Hay una forma particularmente incómoda de la soledad, aquella que procede de haber pensado demasiado tiempo en una dirección que los demás no han recorrido. Uno descubre entonces que las ideas heterodoxas tienen un precio, y que ese precio suele pagarse en silencio.
Quizá por eso he desarrollado, con los años, un rechazo visceral a todos los rechazos sin fundamento. Me desconcierta esa facilidad con que una opinión se convierte en frontera, esa manera expeditiva de decir no sin haber llegado siquiera a escuchar la pregunta.
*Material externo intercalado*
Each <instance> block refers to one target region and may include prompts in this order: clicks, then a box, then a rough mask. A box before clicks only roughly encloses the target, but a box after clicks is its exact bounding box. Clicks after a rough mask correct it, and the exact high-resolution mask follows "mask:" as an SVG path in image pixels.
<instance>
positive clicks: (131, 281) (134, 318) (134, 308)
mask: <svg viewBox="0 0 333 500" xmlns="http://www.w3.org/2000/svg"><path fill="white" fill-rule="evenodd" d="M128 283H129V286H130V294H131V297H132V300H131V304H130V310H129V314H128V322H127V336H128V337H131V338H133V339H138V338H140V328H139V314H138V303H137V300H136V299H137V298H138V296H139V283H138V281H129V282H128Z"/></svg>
Hay personas que rechazan una idea porque todavía no han encontrado el lugar desde el que comprenderla.
De ahí, supongo, la necesidad de construir pequeñas enciclopedias cerradas, no grandes sistemas destinados a explicar el mundo, sino modestos rincones privados donde unas cuantas ideas puedan convivir sin pedir permiso. Nuestras propias obras, nuestros cuadernos, nuestras listas de obsesiones, nuestras citas subrayadas a lápiz, pequeños museos portátiles contra la intemperie, para salvar unas pocas cosas del naufragio.
Hegel, que sabía algo de esto, escribió: «Cuando una idea se expande hasta el infinito se transforma en su opuesta». Pienso en los poetas, esos que algunos llaman desocupados, ociosos e inservibles, como si la inutilidad fuera una enfermedad y no una de las últimas formas de libertad, para que alguien pueda ver y oír mientras los demás se ocupan de producir, administrar, medir o archivar.
La historia de un país no está necesariamente en sus leyes, ni en sus monumentos, ni siquiera en los discursos que con tanta solemnidad pronuncian quienes creen representar a todos. Está también en aquello que alguien escribió a solas y que durante años nadie consideró necesario leer. Está en los libros inútiles, en las ideas incómodas, en las pequeñas enciclopedias que cada cual construye para no volverse completamente extranjero en su propio tiempo.